(Prayer: Petition filed under Sections 391 to 394 of the Companies Act, 1956 to sanction the Scheme of Amalgamation.)
1. This company petition is preferred under sections 391 to 394 of the Companies Act, 1956 for sanctioning the scheme of amalgamation of the transferor company with the transferee company with effect from 01.04.2015. The scheme of amalgamation (in short the scheme) is appended as Annexure '6' to the petition.
2. M/s.Venkataramana Holdings Private Limited is the transferor company and M/s.Pricol Holdings Limited is the transferee company.
2.1. For the sake of convenience, the transferor company and the transferee company will be collectively referred to as companies.
2.2. To be noted, in paragraph No.5 of the petition, it is stated that the transferor company is a wholly owned subsidiary of the transferee company and therefore, in view of the judgment in the case of Mahamba Investments Vs. IDI Limited reported in 2001 (105) Comp Cases 16, no separate petition, is being preferred on behalf of the transferee Company.
3. A perusal of the record shows that both the companies have complied with the prescribed procedure. It is stated that there is no secured creditor as far as transferor company is concerned and the certificate of the Chartered Accountant confirming the same is appended as Annexure '8' to the petition.
3.1. It is further stated that there is no secured creditor as far as the transferee company is concerned.
3.2. It is also stated that there is one unsecured creditor as far as the transferor company is concerned, which is none other than the transferee company, and that, the certificate of the Chartered Accountant confirming the same is appended as Annexure '9' to the petition. Further, the said unsecured creditor has given its consent to the proposed scheme and the same is appended as Annexure '10'.
4. A copy of two separate resolutions of even date, i.e., 18.03.2016, passed by the Board of Directors of both the transferor company as well as the transferee company respectively adopting the scheme is enclosed as Annexure '7' to the petition.
5. The affidavit of equity shareholder of the transferor company, which is none other than the transferee company, giving its consent to the scheme is appended as Annexure '11' to the petition.
5.1. This Court, vide its order dated 18.04.2016 passed in C.A.No.425 of 2016 dispensed with the convening, holding and conducting of the meeting of the equity shareholder of the transferor company for the purpose of considering and if thought fit, approving with or without modification, the proposed scheme placed before the Court.
6. Upon notice being issued, the Regional Director, Ministry of Company Affairs, has filed his report stating that he has no objection to the proposed scheme being sanctioned.
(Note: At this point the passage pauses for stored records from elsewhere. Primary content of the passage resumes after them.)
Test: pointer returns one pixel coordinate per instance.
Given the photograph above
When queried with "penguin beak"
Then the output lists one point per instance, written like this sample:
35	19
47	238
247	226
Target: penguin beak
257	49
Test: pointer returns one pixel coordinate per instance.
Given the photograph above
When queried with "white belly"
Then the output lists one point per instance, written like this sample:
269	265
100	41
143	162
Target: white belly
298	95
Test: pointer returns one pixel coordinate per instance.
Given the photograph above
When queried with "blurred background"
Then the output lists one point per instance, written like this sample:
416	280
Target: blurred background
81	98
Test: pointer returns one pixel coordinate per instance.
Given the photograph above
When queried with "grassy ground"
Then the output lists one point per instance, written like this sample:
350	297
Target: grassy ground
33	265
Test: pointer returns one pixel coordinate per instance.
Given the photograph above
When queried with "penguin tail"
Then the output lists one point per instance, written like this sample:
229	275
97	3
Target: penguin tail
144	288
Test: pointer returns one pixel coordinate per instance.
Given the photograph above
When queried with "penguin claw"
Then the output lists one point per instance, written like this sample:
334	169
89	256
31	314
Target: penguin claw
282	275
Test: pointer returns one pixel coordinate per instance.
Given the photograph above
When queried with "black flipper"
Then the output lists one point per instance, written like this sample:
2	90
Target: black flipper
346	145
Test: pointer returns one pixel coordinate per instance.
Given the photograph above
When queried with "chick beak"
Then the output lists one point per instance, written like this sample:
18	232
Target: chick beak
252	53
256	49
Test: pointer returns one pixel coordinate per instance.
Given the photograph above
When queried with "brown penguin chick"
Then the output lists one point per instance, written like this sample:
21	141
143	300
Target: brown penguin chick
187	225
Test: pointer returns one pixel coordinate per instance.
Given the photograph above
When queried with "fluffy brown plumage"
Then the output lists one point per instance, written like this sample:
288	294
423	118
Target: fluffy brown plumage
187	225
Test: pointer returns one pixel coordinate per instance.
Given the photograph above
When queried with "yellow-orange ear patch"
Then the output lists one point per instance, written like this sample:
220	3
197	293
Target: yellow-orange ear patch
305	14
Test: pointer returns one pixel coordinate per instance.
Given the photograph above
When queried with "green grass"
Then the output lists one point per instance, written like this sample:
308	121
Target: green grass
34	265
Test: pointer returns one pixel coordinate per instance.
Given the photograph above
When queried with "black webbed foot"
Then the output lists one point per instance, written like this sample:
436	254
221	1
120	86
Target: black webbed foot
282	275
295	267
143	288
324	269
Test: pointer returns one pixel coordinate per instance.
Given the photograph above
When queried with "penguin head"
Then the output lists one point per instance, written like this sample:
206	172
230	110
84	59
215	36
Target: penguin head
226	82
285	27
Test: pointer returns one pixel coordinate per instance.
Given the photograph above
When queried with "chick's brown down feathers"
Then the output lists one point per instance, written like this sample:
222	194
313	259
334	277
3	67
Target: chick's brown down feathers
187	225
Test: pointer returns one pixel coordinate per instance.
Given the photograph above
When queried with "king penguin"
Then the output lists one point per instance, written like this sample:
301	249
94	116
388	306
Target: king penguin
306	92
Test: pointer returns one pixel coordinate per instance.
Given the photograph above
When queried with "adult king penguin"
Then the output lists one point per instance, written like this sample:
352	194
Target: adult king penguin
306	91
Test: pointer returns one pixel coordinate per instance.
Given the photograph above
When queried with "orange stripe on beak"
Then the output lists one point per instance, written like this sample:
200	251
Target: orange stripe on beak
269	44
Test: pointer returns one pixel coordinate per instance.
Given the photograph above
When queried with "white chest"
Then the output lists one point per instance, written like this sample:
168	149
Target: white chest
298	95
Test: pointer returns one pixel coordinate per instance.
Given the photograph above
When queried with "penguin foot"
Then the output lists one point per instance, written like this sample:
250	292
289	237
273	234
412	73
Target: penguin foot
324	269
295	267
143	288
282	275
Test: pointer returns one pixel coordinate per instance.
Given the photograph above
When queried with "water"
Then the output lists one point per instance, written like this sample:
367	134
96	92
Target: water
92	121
7. The Official Liquidator has also filed his report along with the report of the Chartered Accountant. Chartered Accountant, in his report, states that the affairs of the transferor company have not been conducted in a manner prejudicial to the interest of its members or to public interest, and that, he had not come across any act of misfeasance by the Directors attracting the provisions of Sections 542 and 543 of the Companies Act, 1956. It is further articulated that the records maintained in the office of the Registrar of Companies were also caused to be inspected by the said Chartered Accountant.
7.1. In the absence of any inference that the affairs of the transferor company were being conducted in a manner prejudicial to the interest of its members or public interest, the Official Liquidator has filed his report, before this Court, for appropriate orders.
8. I have perused the proposed scheme filed along with the company petition. I find that the Scheme as proposed is not prejudicial to the interest of any person or entity, which has a stake/interest in the petitioner company. The said scheme, as framed, is not violative of any statutory provisions.
9. The scheme as formulated is fair, just, sound and is not contrary to any public policy or public interest. No proceedings appear to be pending under the provisions of Sections 235 to 251 of the Companies Act, 1956. All the statutory provisions appear to have been complied with.
10. Consequently, there shall be an order approving the scheme of amalgamation between transferor company, viz., Venkataramana Holdings Private Limited, with the transferee company, viz., Pricol Holdings Limited, with effect from 01.04.2015, as per the procedure laid down under Sections 391 to 393 of the Companies Act.
11. Taking note of the report filed by the Chartered Accountant as enclosed by the Official Liquidator, in terms of the order passed by this Court, the transferor company shall stand dissolved, albeit, without winding up.
12. It is made clear, that this order will not be construed as an order granting exemption from payment of stamp duty or, taxes or, any other charges, if any, payable, as per the relevant provisions of law or, from any applicable permissions that may have to be obtained or, even compliances that may have to be made, as per the mandate of law.
13. The learned Senior Central Government Standing Counsel will be entitled to a fee of Rs.5,000/-, which shall be paid by the transferee company.
14. The above petition is disposed of, in the aforementioned terms.